In contrast, Alvarez noted that in similar airport projects in the past, when winning bidders had to start from zero, the National Economic Development Authority (NEDA) determined that 25 years would be enough for recovery of investments with profit. ####


SIAM Franchise gets nod from House

The House of Representatives recently approved on third and final reading House Bill 5176 seeking to renew the franchise granted to Sarraga Integrated and Management (SIAM) Corporation for another 25 years to operate and maintain radio and television broadcasting stations in the country.

SIAM Corp. acquired its franchise under Republic Act No. 7478, signed in May 1992 towards the end of the 8th Congress, giving the company the authority to construct, install, operate and maintain radio and television broadcasting stations in the country for commercial purposes. Said franchise will expire this year.
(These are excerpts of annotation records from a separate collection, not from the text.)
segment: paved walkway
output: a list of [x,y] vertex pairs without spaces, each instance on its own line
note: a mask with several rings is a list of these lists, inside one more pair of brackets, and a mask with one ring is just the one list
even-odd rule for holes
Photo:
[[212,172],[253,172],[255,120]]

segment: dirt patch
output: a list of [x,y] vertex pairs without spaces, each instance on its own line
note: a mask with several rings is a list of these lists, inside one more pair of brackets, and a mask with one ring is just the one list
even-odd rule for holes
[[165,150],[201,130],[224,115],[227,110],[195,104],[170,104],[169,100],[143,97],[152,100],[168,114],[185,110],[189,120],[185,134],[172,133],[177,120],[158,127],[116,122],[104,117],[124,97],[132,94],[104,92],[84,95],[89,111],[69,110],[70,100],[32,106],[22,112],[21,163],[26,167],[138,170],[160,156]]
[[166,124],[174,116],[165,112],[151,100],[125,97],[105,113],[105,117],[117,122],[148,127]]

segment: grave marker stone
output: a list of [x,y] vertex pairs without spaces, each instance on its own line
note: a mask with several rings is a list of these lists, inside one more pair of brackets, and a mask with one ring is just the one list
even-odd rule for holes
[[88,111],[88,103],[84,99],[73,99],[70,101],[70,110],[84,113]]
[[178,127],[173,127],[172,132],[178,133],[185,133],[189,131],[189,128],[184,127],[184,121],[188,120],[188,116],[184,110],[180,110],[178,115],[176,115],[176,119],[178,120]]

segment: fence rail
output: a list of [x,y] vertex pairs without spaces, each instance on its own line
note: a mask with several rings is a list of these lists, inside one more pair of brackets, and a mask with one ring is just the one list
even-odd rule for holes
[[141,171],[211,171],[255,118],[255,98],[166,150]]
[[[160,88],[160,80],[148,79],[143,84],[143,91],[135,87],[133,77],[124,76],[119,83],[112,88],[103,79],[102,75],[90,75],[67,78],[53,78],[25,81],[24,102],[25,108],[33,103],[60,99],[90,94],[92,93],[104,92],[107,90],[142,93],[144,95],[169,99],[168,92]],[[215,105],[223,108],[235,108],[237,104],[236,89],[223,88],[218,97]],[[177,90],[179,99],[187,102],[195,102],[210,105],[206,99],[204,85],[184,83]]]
The Cagayan de Oro City-based SIAM Corp. operates the commercial broadcast stations known as Bantay Radyo and has three AM radio stations operating in Cebu City (DYDD-1260 kHz),  Bogo City (DYHH-864 kHz) and Bacolod City (DYZZ-1458 kHz), which can be heard all over Cebu, Negros Oriental, Leyte and Samar.

House Bill 5176 authored by Reps. Xavier Jesus D. Romualdo (Lone District, Camiguin) and Franz E. Alvarez (1st District, Palawan), if signed into law, will now include digital television system and any new technology in radio and television.

SIAM Corp.’s mandated obligations under Philippine laws include its responsibility to  provide adequate time for government public service announcements and other educational efforts; promote public participation; advocate balanced programming; and conform to the ethics of honest enterprise.

It is also mandated to secure prior approval from the National Telecommunications Commission (NTC) and appropriate permits and licenses prior to its operation, as well as the requirement to undertake self-regulation and censorship.

The grantee is also mandated to submit an annual report to Congress, through the committee on legislative franchises of the House of Representatives and the committee on public services of the Senate, on its compliance with the terms and conditions of the franchise and on its operations on or before April 30 of every year during the term of the franchise.

Failure of the grantee to submit the requisite annual report to Congress shall be penalized by a fine of P500 per working day of non-compliance. The fine shall be collected by the NTC from the delinquent franchise grantee separate from the reportorial penalties imposed by the NTC.

The bill reiterates the restriction on sale, lease, transfer, usufruct, or assignment of the franchise without the prior approval of Congress. The franchise violation could result in the revocation and cancellation of the franchise.